Alberts jokes that when he walks through a door in one particular scene, he exits it five years later. Suntans come and go on the characters, but given the film is black and white skin tone is hardly an issue.
Surprisingly, no one looks much older given the feature’s gestation and, miraculously perhaps, none of the 70 cast and crew have died in the past decade. Even Monsieur Baptiste is still with us.
But the long production process is what happens when the idea, the work, the autonomous learning and the budget that amounted to $60,000 of Alberts’ and Barmby’s savings has been fitted in around the couple’s day jobs as artists which has included extended jaunts to Paris and Venice where the two have painted and exhibited their work.
But this month they finally got to declare “It’s a wrap” on The Big Kitty after the couple’s lingering post-production was accelerated by a serendipitous connection with Maryjeanne Watt a professional post-production supervisor who they were introduced to by a mutual friend, a life model.
The only caveat on the professional editor’s involvement was ‘no one can end up on the cutting room floor and try and make everyone look good’.
Watt was so intrigued by the self-taught, self-funded filmmakers’ project that she introduced them to film editor Anne Carter, re-recording mixer Keith Thomas and online editor Peter Pilley. They were similarly taken with Alberts, Barmby and The Big Kitty and donated their time and skills to the project. They have been the only film professionals involved in the film’s making.

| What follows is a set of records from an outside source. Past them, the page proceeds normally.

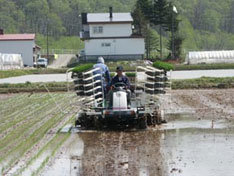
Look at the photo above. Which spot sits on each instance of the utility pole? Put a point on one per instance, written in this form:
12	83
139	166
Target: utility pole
161	55
173	10
47	37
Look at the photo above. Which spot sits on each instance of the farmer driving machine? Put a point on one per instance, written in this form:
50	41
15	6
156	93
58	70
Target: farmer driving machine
137	107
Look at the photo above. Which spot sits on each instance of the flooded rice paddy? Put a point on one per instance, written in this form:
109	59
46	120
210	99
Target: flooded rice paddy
198	139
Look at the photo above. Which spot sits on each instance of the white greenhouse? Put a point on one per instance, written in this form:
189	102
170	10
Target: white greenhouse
210	57
11	61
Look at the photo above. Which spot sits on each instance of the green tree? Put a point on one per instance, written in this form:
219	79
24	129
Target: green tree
151	41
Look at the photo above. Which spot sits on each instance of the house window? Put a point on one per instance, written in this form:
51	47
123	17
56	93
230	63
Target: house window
97	29
106	44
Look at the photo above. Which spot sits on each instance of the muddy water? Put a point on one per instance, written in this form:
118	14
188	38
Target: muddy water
184	147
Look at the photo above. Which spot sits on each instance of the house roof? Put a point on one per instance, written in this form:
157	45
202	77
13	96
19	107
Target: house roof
105	18
17	37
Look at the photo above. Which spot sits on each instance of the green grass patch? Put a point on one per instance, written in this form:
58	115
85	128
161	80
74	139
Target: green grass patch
82	68
204	67
204	83
14	73
163	66
36	87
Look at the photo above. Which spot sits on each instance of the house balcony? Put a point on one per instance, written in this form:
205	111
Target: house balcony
84	35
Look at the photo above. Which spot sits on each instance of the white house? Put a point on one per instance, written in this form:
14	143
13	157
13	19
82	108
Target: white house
22	44
210	57
111	35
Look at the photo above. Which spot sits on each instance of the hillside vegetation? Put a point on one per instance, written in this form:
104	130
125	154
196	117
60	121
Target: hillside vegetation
205	24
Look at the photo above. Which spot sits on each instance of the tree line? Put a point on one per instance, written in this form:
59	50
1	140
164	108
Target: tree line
203	24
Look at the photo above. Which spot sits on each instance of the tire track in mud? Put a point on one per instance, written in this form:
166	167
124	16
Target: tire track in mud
26	103
15	101
203	103
34	124
21	114
21	122
59	118
121	153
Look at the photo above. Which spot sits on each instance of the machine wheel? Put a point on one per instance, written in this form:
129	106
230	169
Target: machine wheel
142	123
97	123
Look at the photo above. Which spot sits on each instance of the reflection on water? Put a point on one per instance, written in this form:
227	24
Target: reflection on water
121	153
184	147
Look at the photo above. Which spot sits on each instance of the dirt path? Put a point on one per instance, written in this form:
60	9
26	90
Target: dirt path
62	61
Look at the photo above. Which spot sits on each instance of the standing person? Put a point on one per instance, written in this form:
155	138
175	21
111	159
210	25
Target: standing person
120	77
104	72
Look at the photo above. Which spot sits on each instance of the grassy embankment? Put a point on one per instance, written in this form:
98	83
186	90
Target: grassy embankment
14	73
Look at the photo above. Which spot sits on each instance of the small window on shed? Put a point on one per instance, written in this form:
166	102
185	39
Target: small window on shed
106	44
98	29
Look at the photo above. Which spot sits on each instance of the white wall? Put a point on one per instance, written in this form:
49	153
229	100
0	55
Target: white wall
112	30
23	47
128	46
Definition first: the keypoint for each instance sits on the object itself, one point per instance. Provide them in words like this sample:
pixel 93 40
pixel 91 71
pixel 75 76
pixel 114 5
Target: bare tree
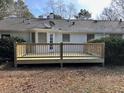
pixel 5 8
pixel 108 14
pixel 118 6
pixel 51 6
pixel 114 12
pixel 61 8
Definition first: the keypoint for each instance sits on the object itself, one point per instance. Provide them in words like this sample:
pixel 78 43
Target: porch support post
pixel 36 37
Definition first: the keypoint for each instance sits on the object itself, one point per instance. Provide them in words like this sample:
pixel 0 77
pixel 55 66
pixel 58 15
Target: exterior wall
pixel 99 36
pixel 22 35
pixel 74 38
pixel 123 36
pixel 57 38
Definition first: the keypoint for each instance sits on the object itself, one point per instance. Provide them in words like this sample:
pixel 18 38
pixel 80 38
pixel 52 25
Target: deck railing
pixel 59 50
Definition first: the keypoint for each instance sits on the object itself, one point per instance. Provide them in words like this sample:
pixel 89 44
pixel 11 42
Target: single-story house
pixel 56 31
pixel 43 36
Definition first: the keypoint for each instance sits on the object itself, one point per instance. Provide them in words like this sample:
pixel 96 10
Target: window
pixel 42 37
pixel 90 37
pixel 66 37
pixel 5 36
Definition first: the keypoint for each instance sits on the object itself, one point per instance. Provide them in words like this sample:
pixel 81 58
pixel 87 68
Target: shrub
pixel 114 50
pixel 7 47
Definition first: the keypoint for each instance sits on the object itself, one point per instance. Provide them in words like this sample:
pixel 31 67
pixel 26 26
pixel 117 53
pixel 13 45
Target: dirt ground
pixel 66 80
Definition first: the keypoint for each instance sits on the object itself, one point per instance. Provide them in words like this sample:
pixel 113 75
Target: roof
pixel 89 26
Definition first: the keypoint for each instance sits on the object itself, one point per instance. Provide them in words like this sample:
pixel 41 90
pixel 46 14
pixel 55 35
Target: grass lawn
pixel 66 80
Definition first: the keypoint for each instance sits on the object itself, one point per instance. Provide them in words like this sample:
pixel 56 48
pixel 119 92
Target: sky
pixel 94 6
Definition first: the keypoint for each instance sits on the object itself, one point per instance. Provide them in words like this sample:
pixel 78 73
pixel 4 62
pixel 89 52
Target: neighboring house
pixel 56 31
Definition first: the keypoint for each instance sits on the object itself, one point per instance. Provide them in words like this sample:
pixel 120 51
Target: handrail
pixel 60 49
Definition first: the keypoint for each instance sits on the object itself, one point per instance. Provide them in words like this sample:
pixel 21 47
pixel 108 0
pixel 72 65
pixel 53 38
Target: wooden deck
pixel 25 57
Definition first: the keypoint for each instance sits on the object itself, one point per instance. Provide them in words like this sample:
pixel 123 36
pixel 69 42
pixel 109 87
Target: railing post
pixel 61 51
pixel 15 54
pixel 61 54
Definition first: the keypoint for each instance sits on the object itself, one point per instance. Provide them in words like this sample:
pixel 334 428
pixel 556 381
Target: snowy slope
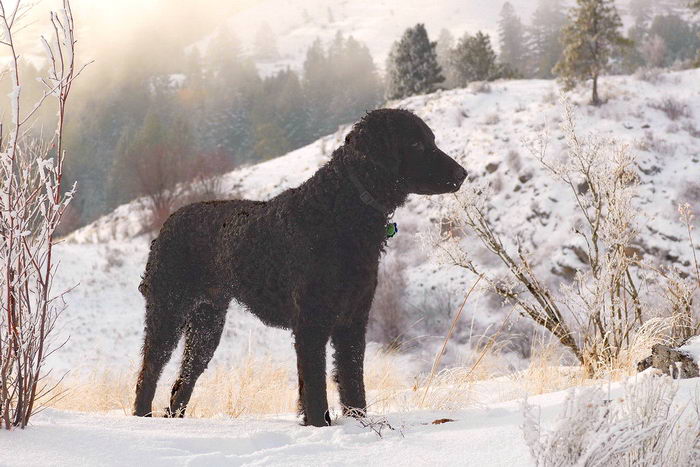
pixel 375 23
pixel 479 436
pixel 297 23
pixel 481 130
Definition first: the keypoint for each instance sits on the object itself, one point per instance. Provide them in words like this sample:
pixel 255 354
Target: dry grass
pixel 263 386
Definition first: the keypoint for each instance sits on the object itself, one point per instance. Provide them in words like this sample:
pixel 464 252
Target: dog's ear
pixel 377 137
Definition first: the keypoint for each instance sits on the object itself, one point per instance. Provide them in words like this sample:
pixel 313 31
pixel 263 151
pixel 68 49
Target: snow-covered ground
pixel 378 23
pixel 479 436
pixel 482 130
pixel 375 23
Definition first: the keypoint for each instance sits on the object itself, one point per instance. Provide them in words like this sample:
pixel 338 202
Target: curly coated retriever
pixel 306 260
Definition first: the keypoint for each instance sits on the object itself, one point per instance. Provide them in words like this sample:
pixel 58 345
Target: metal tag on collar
pixel 366 197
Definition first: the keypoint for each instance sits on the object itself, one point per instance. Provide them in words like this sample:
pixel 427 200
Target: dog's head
pixel 402 144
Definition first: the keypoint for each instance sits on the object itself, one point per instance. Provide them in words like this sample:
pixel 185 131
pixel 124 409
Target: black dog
pixel 305 260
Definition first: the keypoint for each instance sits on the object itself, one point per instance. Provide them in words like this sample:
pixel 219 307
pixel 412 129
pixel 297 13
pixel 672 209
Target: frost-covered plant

Carter spent three days a week for about three months with Alberts and Barmby finessing and re-editing Alberts’ cut of the film.
The first-time filmmakers’ only caveat on the professionals’ involvement was, Alberts says, “No one can end up on the cutting room floor. Try and make everyone look good and we probably can’t do anymore filming”.
Given the lack of ‘coverage’ (multiple takes of the same scene from numerous angles) Carter worked hard to cut the film to build a narrative drive that adds an almost breathless pace to the story that finds its characters in 20 scenes and locations that include a shoot-out, a mad laboratory, the police commissioner’s office, a flashback, a Hollywood party, an artist’s salon, and a backstage scene where Rick Amor’s line is “Five minute call for The Blob”.

“I just could not believe it,’’ Carter tells Daily Review of the extraordinary ambition, work, time and good humour Alberts and Barmby put into The Big Kitty.
“Tom is an absolute perfectionist and I just so admired what they have done and how they have lived their life creating this.”

The film – which has also been translated and subtitled by Barmby into French and Italian – is expected to have its premiere by early next year at a yet-to-be-announced film festival.